Dear Sangha Members,

In my job as an education consultant, I was scheduled to lead a full-day professional development session on a recent Saturday for one of the schools I support. The training started at 8:30, and I showed up an hour early to have some extra time to set up the space we’d be using. When I arrived, I went up to the door to ring the bell and wait for someone to buzz me into the building. The bell chimed a few times, but no voice came on the speaker to ask me who I was, and no one came to the door to let me in. Since I had actually arrived about five minutes earlier than I had planned to, I assumed that the school leaders just hadn’t arrived in the building yet. I waited patiently under an awning while enjoying the rain falling on the newly blooming flowers in the school courtyard. After about five minutes, I rang the bell again. And, again, no answer. I waited five more minutes and repeated the process. And then another five minutes. At this point I was becoming a bit unsettled. I had confirmed days beforehand that someone would be in the building to let me in at 7:30. It was now 7:45. Just as I was wondering whether I should text someone to find out what was going on, a custodian drove through the school parking lot right past me and then backed up and parked nearby. He walked up from his truck, looking confused about me standing there, and asked me, “Isn’t the door unlocked still?” 

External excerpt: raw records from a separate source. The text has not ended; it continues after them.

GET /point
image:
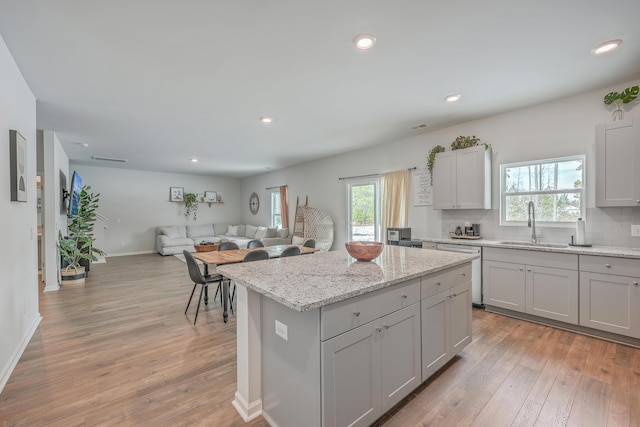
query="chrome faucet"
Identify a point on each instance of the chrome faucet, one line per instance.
(531, 223)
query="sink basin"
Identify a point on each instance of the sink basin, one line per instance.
(534, 245)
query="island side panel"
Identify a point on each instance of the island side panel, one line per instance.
(290, 368)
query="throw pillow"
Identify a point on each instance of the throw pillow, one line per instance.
(271, 232)
(170, 232)
(283, 233)
(250, 231)
(232, 230)
(261, 232)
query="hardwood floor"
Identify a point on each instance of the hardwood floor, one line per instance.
(119, 351)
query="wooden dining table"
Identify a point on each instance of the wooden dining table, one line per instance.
(237, 255)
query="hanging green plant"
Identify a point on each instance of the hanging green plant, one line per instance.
(618, 99)
(432, 157)
(465, 142)
(191, 205)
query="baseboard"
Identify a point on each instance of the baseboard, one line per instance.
(13, 361)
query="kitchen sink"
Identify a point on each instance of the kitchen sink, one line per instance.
(534, 245)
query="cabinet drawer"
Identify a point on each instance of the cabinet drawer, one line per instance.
(346, 315)
(610, 265)
(443, 280)
(532, 257)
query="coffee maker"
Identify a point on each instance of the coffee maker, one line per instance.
(395, 235)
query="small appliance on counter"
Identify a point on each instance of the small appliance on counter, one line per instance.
(396, 235)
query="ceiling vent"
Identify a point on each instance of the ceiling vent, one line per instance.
(109, 159)
(418, 126)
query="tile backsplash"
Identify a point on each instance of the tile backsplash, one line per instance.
(603, 226)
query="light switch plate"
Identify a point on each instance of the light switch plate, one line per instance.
(281, 330)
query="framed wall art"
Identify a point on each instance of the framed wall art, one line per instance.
(18, 166)
(176, 194)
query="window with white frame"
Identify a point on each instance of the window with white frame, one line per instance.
(555, 186)
(276, 217)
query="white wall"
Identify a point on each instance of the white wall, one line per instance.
(136, 202)
(19, 273)
(560, 128)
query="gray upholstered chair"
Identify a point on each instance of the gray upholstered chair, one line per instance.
(290, 251)
(255, 244)
(199, 279)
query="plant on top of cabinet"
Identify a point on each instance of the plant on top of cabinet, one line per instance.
(432, 157)
(617, 99)
(191, 205)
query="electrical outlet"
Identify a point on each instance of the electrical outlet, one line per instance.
(281, 330)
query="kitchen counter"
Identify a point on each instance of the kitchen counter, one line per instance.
(632, 253)
(313, 281)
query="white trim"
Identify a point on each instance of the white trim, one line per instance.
(13, 361)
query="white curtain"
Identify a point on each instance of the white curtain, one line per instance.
(394, 195)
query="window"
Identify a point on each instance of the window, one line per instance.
(556, 187)
(363, 211)
(276, 218)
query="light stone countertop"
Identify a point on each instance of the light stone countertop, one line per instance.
(307, 282)
(633, 253)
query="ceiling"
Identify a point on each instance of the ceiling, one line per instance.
(158, 82)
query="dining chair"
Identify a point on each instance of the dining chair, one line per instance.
(199, 279)
(290, 251)
(255, 244)
(227, 246)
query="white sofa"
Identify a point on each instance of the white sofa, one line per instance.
(173, 239)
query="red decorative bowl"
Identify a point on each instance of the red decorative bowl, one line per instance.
(364, 251)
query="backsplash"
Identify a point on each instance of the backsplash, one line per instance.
(604, 227)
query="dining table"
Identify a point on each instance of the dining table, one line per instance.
(234, 256)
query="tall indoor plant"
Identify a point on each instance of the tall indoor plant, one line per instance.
(77, 250)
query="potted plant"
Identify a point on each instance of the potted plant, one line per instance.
(77, 250)
(191, 205)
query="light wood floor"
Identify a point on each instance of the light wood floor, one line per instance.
(119, 351)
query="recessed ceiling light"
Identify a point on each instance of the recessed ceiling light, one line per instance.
(453, 97)
(607, 46)
(364, 41)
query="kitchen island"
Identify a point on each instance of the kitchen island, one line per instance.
(325, 340)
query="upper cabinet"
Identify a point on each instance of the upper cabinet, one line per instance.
(617, 159)
(462, 179)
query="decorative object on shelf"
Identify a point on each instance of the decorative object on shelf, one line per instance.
(210, 197)
(364, 251)
(254, 203)
(191, 205)
(618, 99)
(432, 157)
(18, 166)
(176, 194)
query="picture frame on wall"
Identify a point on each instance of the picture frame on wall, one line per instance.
(176, 194)
(18, 166)
(210, 196)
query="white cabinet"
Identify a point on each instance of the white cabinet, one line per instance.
(539, 283)
(369, 369)
(617, 159)
(446, 318)
(610, 294)
(462, 179)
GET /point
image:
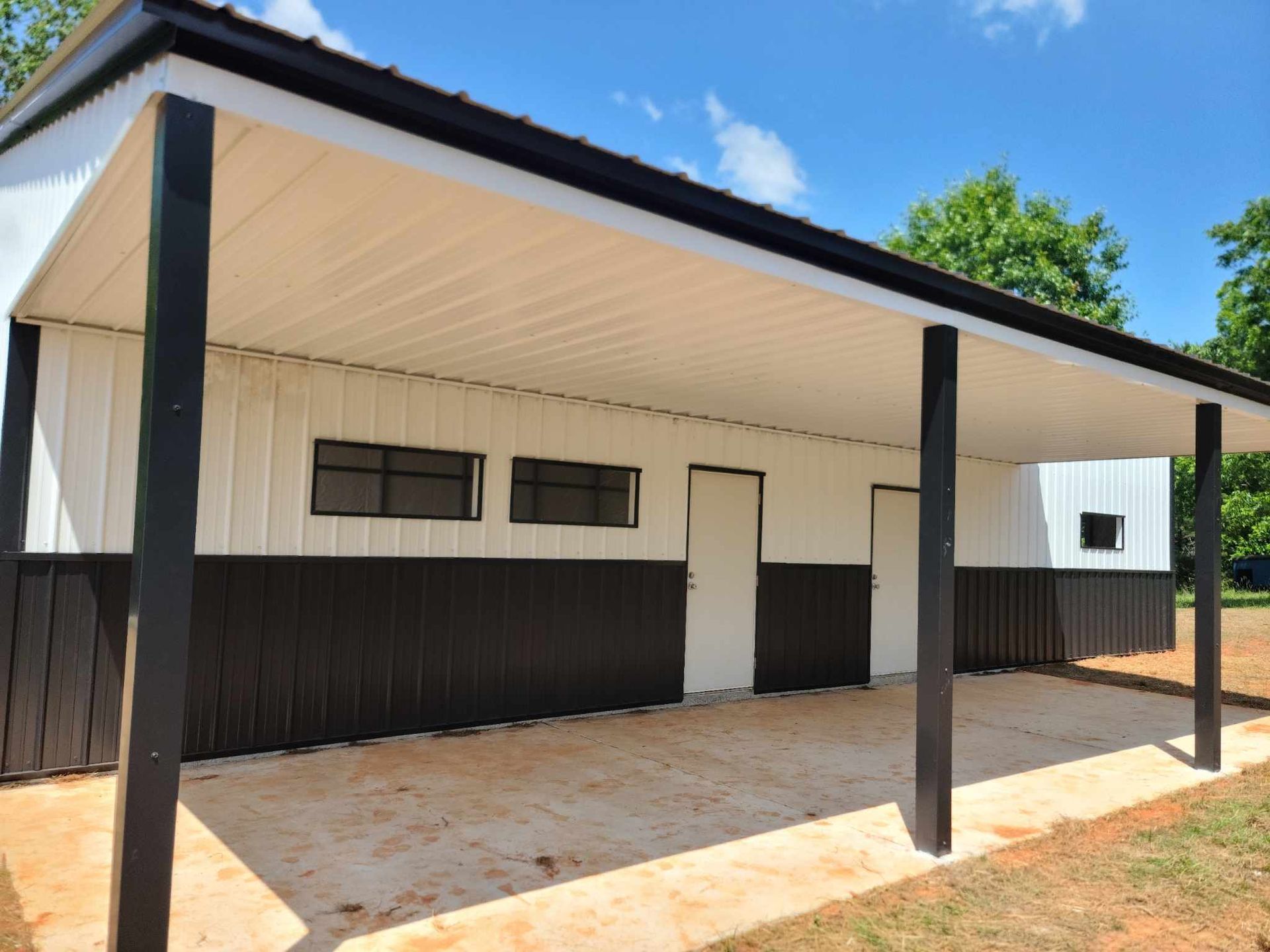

“Unlocked?” I asked him, my brain not quite catching up with what he had said. “The door is unlocked?”

“It should be unlocked,” he affirmed. “I came by early to make sure it was ready.” 

After 15 minutes of waiting for someone to answer the bell and buzz me into the building, I grabbed the door handle and pulled. Yes. It opened right up.

With increased security measures over the past several years, school buildings have been keeping all of their doors locked at all times. When arriving at a school, it is standard procedure to ring a bell, announce your name while the school staff looks at you through the camera, and then wait to be buzzed into the building. Because this has been such a standard procedure, I have built the habit of always ringing the bell first. I never try just pulling on a door any more. It’s always locked. Or, at least that’s what my conditioning has shaped me to believe. 

On that Saturday morning, once I recognized this particular door was unlocked, and had, in fact, been unlocked all along, I had quite a laugh. It was only my wrong perception that had kept me waiting outside of a door that I could have opened and walked right through.

I believe my story can be seen as a parable about the nature of reality. It is easy to mistake relative truth, the truth that is my version of reality, created by the causes and conditions that have given rise to the version of me existing in a particular moment, for the only truth. We can think of the school custodian in my story as the enlightened teacher who managed to wake me up to the fact that my relative truth was not the only version of reality.

All of us have various ways we have been conditioned to experience the world that seem absolutely true for us but are actually relative. Buddhist practice can help us move beyond those stories, to catch a glimpse of a version of reality that is outside of our conditioning. Meditation practice can help us stay grounded when small pieces of our version of reality start to unravel. Meditation helps us sustain equanimity in the midst of that discomfort. Through our regular practice we can develop the insight to be able to open all sorts of doors that seem to be locked. Doors that are actually just waiting for us to walk through them.